Welcome to the latest edition of our new weekly blog series, What to Test. Each week, we will introduce a new test idea. We’ll explain why it’s important to test it, what you might learn, how to carry out the test, and what to measure in order to determine a winner. Last week we tested Button Color.

The Test = Form Fields

Why?

If you have a form on your site, the goal is get people to fill them out. Otherwise why would you have them?

Maybe they are lead generation forms, contact forms, email subscription forms, or actual checkout forms. Whatever they are, you want people to fill them out. For every person that views the form, some percentage of them will actually fill it out and submit it. Let’s call this your conversion rate.

So our goal in testing the form fields is to increase the conversion rate.

How?

In many cases, the sheer size of a form will affect the conversion rate. So one test you can run would be to eliminate any unnecessary form fields and see how that impacts conversion rate. Fewer fields should mean more people filling it out.

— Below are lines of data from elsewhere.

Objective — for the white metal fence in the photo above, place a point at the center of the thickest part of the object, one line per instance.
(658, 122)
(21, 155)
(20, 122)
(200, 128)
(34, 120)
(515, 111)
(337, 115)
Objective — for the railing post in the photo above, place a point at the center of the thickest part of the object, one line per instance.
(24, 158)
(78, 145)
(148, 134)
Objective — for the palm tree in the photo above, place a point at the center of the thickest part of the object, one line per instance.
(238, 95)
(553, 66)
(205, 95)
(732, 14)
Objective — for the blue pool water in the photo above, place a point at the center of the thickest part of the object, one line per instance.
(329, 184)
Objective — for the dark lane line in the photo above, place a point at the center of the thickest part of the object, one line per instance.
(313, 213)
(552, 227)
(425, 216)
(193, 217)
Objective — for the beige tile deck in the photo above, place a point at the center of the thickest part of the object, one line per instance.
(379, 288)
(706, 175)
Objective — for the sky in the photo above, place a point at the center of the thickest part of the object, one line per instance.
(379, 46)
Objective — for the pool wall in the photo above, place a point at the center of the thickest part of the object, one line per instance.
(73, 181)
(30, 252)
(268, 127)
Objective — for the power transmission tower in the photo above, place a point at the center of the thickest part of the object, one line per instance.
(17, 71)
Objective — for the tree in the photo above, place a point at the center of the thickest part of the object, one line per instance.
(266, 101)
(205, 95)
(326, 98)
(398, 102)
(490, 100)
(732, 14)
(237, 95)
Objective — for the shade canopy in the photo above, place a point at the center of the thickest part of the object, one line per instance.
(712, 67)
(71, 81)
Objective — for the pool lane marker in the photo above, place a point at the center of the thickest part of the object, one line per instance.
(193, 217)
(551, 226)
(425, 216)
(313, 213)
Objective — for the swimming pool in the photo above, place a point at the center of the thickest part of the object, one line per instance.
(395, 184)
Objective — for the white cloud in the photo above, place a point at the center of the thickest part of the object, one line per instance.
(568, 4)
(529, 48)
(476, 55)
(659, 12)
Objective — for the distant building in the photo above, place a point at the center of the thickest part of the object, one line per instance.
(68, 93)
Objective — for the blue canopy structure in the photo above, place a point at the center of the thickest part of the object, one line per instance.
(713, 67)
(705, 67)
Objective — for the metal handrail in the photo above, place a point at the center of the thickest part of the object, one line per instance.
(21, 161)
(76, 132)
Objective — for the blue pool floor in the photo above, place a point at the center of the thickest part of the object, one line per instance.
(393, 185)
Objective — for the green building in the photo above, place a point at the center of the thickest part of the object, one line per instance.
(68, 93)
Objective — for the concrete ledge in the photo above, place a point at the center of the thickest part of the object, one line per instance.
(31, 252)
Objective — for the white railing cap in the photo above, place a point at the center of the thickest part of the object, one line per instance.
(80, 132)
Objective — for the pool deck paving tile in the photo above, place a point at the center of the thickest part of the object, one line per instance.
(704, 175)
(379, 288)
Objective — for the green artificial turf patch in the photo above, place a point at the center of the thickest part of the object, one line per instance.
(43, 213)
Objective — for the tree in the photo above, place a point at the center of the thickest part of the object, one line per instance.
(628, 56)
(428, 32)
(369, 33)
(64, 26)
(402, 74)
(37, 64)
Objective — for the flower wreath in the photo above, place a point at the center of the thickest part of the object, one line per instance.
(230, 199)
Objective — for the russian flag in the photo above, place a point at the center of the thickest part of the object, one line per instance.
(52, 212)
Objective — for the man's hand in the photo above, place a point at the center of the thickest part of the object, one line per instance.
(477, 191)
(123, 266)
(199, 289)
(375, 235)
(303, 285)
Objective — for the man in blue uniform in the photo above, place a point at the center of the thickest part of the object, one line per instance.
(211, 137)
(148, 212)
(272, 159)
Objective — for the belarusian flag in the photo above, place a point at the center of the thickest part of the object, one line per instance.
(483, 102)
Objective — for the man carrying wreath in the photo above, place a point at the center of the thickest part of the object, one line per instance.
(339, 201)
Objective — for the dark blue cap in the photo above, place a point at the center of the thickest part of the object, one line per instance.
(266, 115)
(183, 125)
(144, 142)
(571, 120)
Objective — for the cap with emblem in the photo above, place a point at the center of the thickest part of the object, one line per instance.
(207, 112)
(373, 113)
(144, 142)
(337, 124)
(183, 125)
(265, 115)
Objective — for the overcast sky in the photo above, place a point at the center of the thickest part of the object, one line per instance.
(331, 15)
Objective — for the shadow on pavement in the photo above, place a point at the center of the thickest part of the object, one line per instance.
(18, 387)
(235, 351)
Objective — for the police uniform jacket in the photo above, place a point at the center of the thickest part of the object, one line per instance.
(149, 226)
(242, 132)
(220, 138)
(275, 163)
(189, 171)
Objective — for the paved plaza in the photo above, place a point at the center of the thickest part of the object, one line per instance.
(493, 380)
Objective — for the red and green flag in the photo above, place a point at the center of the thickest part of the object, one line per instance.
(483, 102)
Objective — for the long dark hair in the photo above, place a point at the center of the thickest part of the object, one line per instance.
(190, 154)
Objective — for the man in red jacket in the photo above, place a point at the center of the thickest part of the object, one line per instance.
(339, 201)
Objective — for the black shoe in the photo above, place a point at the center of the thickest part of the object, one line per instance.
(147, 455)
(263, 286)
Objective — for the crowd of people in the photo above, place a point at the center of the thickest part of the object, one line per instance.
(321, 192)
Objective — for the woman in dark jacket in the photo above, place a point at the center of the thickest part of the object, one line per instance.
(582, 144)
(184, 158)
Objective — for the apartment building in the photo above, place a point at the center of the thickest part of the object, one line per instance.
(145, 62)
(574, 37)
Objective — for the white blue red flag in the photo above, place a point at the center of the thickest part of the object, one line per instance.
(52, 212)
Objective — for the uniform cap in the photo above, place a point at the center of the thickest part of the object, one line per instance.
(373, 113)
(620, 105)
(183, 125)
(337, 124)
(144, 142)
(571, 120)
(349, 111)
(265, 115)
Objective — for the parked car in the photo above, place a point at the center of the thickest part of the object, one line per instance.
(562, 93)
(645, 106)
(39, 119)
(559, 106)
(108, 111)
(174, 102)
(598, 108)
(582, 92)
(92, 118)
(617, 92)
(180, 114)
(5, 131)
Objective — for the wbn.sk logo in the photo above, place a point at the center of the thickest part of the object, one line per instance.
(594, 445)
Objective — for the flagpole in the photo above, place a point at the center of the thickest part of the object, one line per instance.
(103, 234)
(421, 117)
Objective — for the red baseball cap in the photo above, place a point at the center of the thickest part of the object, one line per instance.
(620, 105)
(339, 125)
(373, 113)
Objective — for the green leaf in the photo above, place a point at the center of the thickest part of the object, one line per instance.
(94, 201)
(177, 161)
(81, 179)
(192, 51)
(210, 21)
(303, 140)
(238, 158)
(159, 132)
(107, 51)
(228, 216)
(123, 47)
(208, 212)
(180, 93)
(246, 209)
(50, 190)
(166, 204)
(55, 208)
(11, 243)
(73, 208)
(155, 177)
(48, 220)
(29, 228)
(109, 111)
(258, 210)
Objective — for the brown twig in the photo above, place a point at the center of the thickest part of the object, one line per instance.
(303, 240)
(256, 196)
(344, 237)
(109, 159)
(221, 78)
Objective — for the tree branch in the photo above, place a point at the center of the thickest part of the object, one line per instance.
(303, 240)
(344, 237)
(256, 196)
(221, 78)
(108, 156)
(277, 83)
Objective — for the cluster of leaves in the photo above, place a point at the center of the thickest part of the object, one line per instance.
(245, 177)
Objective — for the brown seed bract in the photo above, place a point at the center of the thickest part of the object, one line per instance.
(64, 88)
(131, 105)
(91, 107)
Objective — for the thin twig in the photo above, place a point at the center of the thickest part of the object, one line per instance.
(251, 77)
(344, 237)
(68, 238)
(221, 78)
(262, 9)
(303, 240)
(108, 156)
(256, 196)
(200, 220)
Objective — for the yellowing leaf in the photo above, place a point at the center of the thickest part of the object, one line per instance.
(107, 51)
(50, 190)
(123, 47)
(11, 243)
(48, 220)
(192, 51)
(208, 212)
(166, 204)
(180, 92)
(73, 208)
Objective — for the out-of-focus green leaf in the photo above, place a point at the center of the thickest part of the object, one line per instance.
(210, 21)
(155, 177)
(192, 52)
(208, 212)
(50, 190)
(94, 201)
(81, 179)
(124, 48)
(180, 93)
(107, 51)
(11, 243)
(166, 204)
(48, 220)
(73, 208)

In addition, the nature of information you are asking for will affect whether or not people fill out the form. People are hesitant to put a lot of personal information into an online form. They are afraid of people stealing their information, or using it for something “spammy”. Again, limiting the amount of personal information you ask for should increase your conversion rate.

You can test this by creating two different versions of the page, one with the original form, and one with the trimmed down form. Send half of the people to one, and half to the other. And measure the percentage of people on each that submit the form.